Tierney J F, Clarke M, Stewart L A
Int J Technol Assess Health Care. 2000 Spring;16(2):657-67. doi: 10.1017/s0266462300101217.
There is increasing empirical evidence for the existence of bias in the publication of primary clinical research, with statistically significant results being published more readily, more quickly, and in higher impact journals. Meta-analysis of individual patient data (IPD) may represent a gold standard of "secondary" clinical research, giving the best possible summary of current evidence for a particular question, but publication of these may also be subject to bias. This study aimed to explore which factors might be associated with publication of IPD meta-analyses and to identify potential sources of bias.
For all known IPD meta-analysis projects in cancer, the responsible investigator was surveyed by means of a questionnaire to determine descriptive characteristics of the meta-analysis, the nature of the results, and details of the publication history.
There is no good evidence that overall publication status of meta-analyses in cancer is dependent on the statistical or clinical significance of the results. However, those meta-analyses with nonsignificant results did seem to take longer to publish and were published in lower impact journals compared with those with more striking results.

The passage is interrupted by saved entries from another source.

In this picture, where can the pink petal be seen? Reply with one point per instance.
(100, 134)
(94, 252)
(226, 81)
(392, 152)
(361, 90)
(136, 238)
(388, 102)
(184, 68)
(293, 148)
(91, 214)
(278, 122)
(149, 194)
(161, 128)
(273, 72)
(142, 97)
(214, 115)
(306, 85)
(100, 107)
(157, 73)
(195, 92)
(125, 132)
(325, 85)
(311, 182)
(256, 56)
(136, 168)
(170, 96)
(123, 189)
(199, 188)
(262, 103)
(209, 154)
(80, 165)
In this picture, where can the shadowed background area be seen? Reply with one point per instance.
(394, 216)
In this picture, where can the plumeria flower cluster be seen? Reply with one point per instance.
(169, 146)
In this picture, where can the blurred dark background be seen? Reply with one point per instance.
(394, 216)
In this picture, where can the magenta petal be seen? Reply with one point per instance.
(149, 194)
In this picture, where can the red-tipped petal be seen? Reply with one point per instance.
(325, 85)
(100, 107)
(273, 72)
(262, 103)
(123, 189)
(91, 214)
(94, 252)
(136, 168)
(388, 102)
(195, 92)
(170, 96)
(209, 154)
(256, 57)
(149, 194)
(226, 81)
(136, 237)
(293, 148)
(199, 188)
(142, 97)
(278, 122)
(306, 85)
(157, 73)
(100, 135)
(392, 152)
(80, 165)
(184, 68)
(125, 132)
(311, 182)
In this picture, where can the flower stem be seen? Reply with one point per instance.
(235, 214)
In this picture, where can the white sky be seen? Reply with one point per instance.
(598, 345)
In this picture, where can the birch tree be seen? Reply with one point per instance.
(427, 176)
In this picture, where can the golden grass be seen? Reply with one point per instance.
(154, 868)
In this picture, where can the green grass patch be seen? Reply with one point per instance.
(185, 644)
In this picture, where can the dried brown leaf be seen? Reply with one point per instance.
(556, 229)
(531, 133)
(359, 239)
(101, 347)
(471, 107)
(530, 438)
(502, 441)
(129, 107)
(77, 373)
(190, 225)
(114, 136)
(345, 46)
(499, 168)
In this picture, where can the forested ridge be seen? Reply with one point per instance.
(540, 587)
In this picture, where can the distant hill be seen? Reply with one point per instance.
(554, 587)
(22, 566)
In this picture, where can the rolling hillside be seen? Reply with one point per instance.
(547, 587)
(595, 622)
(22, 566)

Based on the current data, there seems to be no strong association between the results of IPD meta-analyses in cancer and publication.
越来越多的实证证据表明,在初级临床研究的发表中存在偏倚,具有统计学显著结果的研究更容易、更快地发表,且发表在影响因子更高的期刊上。个体患者数据(IPD)的荟萃分析可能代表了“二级”临床研究的金标准,能对特定问题的现有证据给出尽可能最佳的总结,但这些研究的发表也可能存在偏倚。本研究旨在探讨哪些因素可能与IPD荟萃分析的发表相关,并识别潜在的偏倚来源。
针对所有已知的癌症IPD荟萃分析项目,通过问卷调查对负责的研究者进行调查,以确定荟萃分析的描述性特征、结果的性质以及发表历史的详细信息。
没有充分证据表明癌症荟萃分析的总体发表状况取决于结果的统计学或临床意义。然而,与结果更显著的荟萃分析相比,那些结果无统计学意义的荟萃分析发表时间似乎更长,且发表在影响因子较低的期刊上。
基于目前的数据,癌症IPD荟萃分析的结果与发表之间似乎没有强烈关联。